BIC Euronova has participated exclusively as a consortium partner — never as coordinator — across both H2020 projects, suggesting they contribute specialist community engagement or training expertise rather than project management leadership. Despite only two projects, they engaged with 15 unique partners across 8 countries, averaging roughly seven to eight partners per project, which points to participation in open, multi-stakeholder consortia rather than closed bilateral arrangements. For potential collaborators, this means BIC Euronova is a flexible, low-friction partner who can slot into existing consortium structures without requiring a leading role.

From just two projects, BIC Euronova built connections with 15 unique partners spanning 8 countries — a broad reach relative to their project count, suggesting they join substantive international consortia.

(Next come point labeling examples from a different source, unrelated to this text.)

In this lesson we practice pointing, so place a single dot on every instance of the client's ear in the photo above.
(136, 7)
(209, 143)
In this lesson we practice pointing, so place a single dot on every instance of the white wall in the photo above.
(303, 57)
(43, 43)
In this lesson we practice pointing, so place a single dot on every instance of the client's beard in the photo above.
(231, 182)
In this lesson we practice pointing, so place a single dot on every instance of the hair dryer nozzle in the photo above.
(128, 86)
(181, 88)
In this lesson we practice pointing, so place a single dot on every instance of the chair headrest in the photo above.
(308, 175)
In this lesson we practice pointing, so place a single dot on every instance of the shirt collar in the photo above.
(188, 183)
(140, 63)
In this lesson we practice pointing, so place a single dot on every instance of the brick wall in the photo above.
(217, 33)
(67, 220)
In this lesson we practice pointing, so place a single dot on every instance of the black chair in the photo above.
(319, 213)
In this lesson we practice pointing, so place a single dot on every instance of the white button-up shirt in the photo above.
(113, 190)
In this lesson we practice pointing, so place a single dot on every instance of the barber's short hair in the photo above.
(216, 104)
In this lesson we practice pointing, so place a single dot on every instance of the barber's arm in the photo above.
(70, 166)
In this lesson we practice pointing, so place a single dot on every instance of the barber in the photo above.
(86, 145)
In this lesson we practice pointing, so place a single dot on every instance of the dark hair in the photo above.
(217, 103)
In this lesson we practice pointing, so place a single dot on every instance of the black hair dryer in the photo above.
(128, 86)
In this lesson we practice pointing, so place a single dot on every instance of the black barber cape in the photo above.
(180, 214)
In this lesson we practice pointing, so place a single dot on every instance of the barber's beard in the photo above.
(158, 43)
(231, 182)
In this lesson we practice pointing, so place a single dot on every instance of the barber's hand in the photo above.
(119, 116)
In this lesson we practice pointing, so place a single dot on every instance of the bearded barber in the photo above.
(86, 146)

No specific country clustering is visible beyond their Spanish base in Andalusia.

Why partner with them

What sets them apart

As an EBN-affiliated Business Innovation Centre, BIC Euronova offers something most research partners cannot: direct, operational relationships with small and micro-companies in the Málaga and wider Andalusia region, plus the credibility of a structured BIC mandate for SME support. Their expansion into migrant integration projects shows they can mobilize community trust and translate complex institutional content — legal rights, management frameworks — into accessible formats for non-expert audiences. For consortium builders needing a southern European SME or community engagement partner with both private-sector agility and public-interest legitimacy, BIC Euronova fills a specific gap.

Notable projects

Highlights from their portfolio

  • EASYRIGHTS
    The only project carrying EC funding (€139,038) and the most thematically distinctive — combining digital tools, legal simplification, and migrant inclusion in a way that stretches well beyond a typical BIC remit.
  • POWER2INNO
    Directly aligned with BIC Euronova's core mission of SME empowerment, this project applied peer learning to build innovative entrepreneurship competences in the hardest-to-reach segment — small and micro-companies.
Cross-sector capabilities
SME support and innovation managementdigital inclusion and e-government servicesadult education and non-formal trainingsocial integration and community facilitation
Analysis note: Profile is built on only 2 projects across 6 years, with one project carrying no recorded EC funding. The apparent shift from SME support to migrant inclusion may reflect opportunistic participation rather than a strategic reorientation. Claims about expertise depth and positioning should be treated as indicative rather than definitive until more project data or organizational documentation is available.